何のため、誰のためのミッションかを、まず明確に!

八尋
現在のDXを取り巻く動きは、かつて日本がマルチメディアというバズワードに踊らされた状況に重なります。同じ轍を踏まないためには、“バック・トゥ・ザ・ベーシック”の姿勢をもつことでしょう。つまり、原点に立ち返り、何のため、誰のためなのかを考えることが肝要です。「こうしたい」という思いこそが、本質的な変化、イノベーションを引き起こすのです。

イノベーションの歴史を繙けば、トヨタ自動車が1960年代に小型車をつくったのは、当時、日本の道は狭く未舗装の場合が多く、大型の輸入車がぬかるみで歩行者に泥をはねるのをなんとかできないかという思いがきっかけになったといいます。日立が5馬力の小型モーターをつくったのは、ゼネラル・エレクトリック(GE)社製の大型モーターが日本の製造現場の実情に合わなかったことがモチベーションになりました。あるいは音楽の視聴の仕方を劇的に変えたソニーのウォークマンは、屋外でも音楽を自由に楽しみたいという開発者の強い思いがありました。つまり変革には、こうしたいとか、こういう課題を解決したいという思いや目的が必ずあります。
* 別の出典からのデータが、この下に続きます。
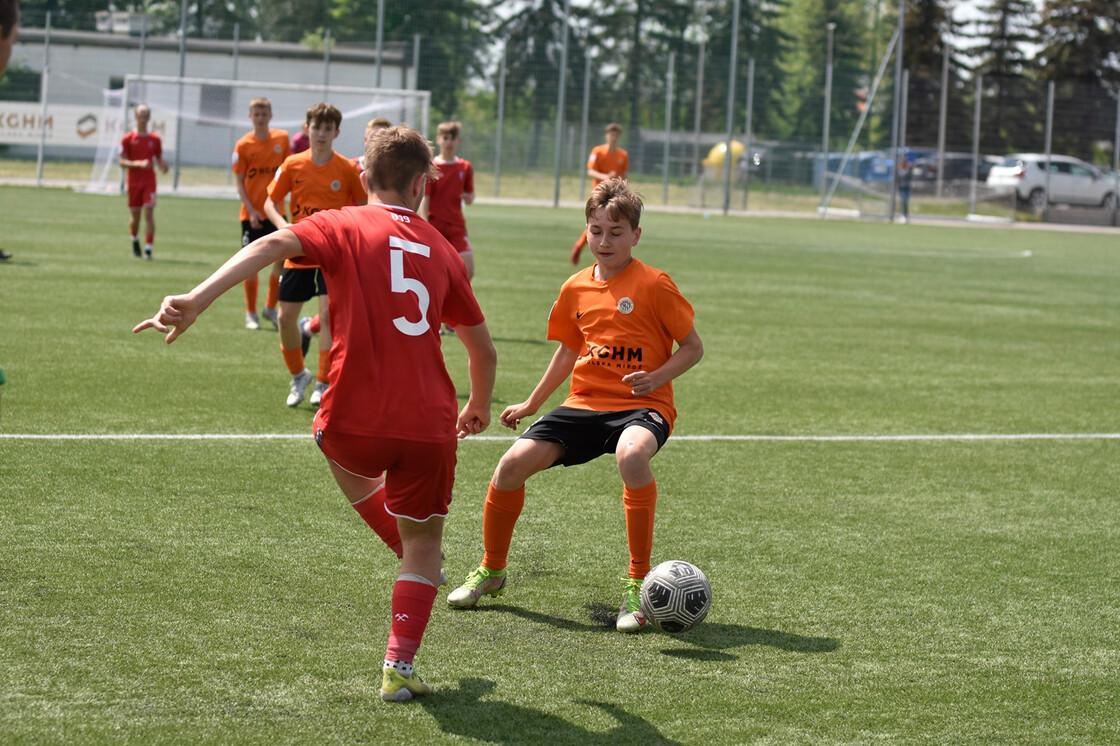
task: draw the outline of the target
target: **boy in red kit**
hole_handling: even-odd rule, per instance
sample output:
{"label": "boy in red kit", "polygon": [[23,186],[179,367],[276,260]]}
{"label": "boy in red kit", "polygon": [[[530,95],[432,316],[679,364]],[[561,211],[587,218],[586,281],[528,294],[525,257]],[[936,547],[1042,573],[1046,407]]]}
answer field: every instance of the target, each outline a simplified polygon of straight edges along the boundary
{"label": "boy in red kit", "polygon": [[470,161],[456,156],[459,149],[458,122],[439,125],[436,144],[439,158],[436,167],[439,178],[428,181],[428,193],[420,206],[420,216],[436,226],[444,237],[459,252],[459,259],[467,268],[467,277],[475,276],[475,254],[467,240],[467,220],[463,216],[463,204],[475,201],[475,169]]}
{"label": "boy in red kit", "polygon": [[[316,264],[330,280],[337,353],[315,439],[343,494],[401,557],[381,698],[405,701],[431,692],[412,662],[436,600],[457,439],[489,423],[497,355],[455,250],[413,212],[431,174],[428,142],[408,127],[383,130],[370,139],[366,164],[370,204],[323,211],[254,241],[190,292],[165,298],[133,332],[153,328],[171,343],[218,296],[279,259]],[[469,357],[458,414],[441,321],[458,327]]]}
{"label": "boy in red kit", "polygon": [[[591,148],[591,155],[587,159],[587,175],[591,177],[591,189],[606,179],[626,178],[626,171],[629,170],[629,153],[618,147],[618,138],[622,134],[623,125],[612,122],[607,124],[606,141]],[[585,230],[571,248],[572,264],[579,263],[579,255],[586,245],[587,231]]]}
{"label": "boy in red kit", "polygon": [[[249,119],[253,122],[253,131],[242,136],[233,148],[233,174],[236,177],[237,195],[241,197],[241,245],[248,246],[262,235],[276,231],[272,221],[264,214],[264,203],[269,198],[269,184],[280,164],[291,155],[287,130],[273,130],[272,103],[268,99],[253,99],[249,102]],[[277,264],[269,273],[269,291],[264,301],[264,316],[272,326],[279,328],[277,319],[277,302],[280,299],[280,270]],[[245,328],[261,328],[261,319],[256,315],[256,296],[260,290],[260,279],[245,280]]]}
{"label": "boy in red kit", "polygon": [[[534,422],[498,461],[483,509],[482,566],[447,603],[468,608],[506,587],[506,556],[525,503],[525,481],[560,464],[614,454],[623,478],[629,568],[615,627],[637,632],[642,579],[650,571],[657,483],[650,460],[676,419],[672,380],[703,356],[692,306],[661,270],[633,255],[642,236],[642,201],[623,179],[597,186],[587,201],[587,234],[596,263],[572,274],[549,314],[549,339],[560,343],[529,399],[506,407],[501,422],[516,429],[571,375],[563,405]],[[673,343],[676,349],[673,351]]]}
{"label": "boy in red kit", "polygon": [[[315,104],[307,110],[305,128],[311,139],[311,148],[283,161],[269,185],[269,198],[264,202],[264,214],[278,229],[289,225],[283,215],[283,202],[289,193],[292,223],[299,223],[320,209],[365,204],[362,178],[349,159],[333,148],[342,121],[342,112],[328,103]],[[326,323],[319,335],[319,366],[311,404],[319,404],[330,380],[327,376],[330,367],[330,319],[326,281],[318,268],[298,267],[288,261],[280,274],[279,295],[280,353],[291,373],[289,407],[297,407],[304,401],[304,389],[311,382],[311,372],[304,360],[307,353],[299,333],[299,311],[305,302],[318,296],[319,316]]]}
{"label": "boy in red kit", "polygon": [[137,129],[121,138],[118,161],[128,171],[129,189],[129,236],[132,239],[132,254],[140,254],[140,211],[143,211],[144,233],[143,258],[151,259],[151,244],[156,240],[156,165],[167,174],[164,160],[164,143],[159,136],[148,131],[151,109],[138,104],[133,111]]}

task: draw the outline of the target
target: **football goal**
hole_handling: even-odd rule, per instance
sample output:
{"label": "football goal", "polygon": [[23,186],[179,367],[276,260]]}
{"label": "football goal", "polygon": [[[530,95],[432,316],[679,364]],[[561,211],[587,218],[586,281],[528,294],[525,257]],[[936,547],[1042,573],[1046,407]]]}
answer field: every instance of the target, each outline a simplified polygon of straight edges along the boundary
{"label": "football goal", "polygon": [[134,125],[132,106],[146,103],[151,108],[149,127],[161,138],[170,167],[167,176],[160,176],[160,192],[235,196],[233,147],[252,129],[249,102],[256,97],[272,103],[271,127],[288,130],[290,136],[302,129],[308,108],[320,101],[334,104],[343,113],[335,150],[348,158],[362,155],[366,122],[375,116],[410,124],[424,134],[430,125],[428,91],[129,75],[123,88],[104,92],[101,140],[88,190],[121,190],[116,146]]}

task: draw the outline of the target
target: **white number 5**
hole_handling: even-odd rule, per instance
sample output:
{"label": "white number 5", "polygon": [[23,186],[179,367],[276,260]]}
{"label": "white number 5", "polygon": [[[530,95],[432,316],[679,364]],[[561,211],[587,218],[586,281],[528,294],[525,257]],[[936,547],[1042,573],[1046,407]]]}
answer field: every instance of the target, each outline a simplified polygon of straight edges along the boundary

リモートワークにしても、皆が在宅で引きこもる必要はなく、どんな場所やどんな状態だったらいいアイデアが浮かぶのか、快適に効率よく働くことができるのかといったことを突き詰めて、その上でそれぞれが選択していくことが本筋だと思います。

(取材・文=田井中麻都佳)

八尋俊英

株式会社 日立コンサルティング代表取締役 取締役社長。中学・高校時代に読み漁った本はレーニンの帝国主義論から相対性理論まで浅く広いが、とりわけカール・セーガン博士の『惑星へ』や『COSMOS』、アーサー・C・クラークのSF、ミヒャエル・エンデの『モモ』が、自らのメガヒストリー的な視野、ロンドン大学院での地政学的なアプローチの原点となった。20代に長銀で学んだプロジェクトファイナンスや大企業変革をベースに、その後、民間メーカーでのコンテンツサービス事業化や、官庁でのIT・ベンチャー政策立案も担当。産学連携にも関わりを得て、現在のビジネスエコシステム構想にたどり着く。2013年春、社会イノベーション担当役員として日立コンサルティングに入社、2014年社長就任、現在に至る。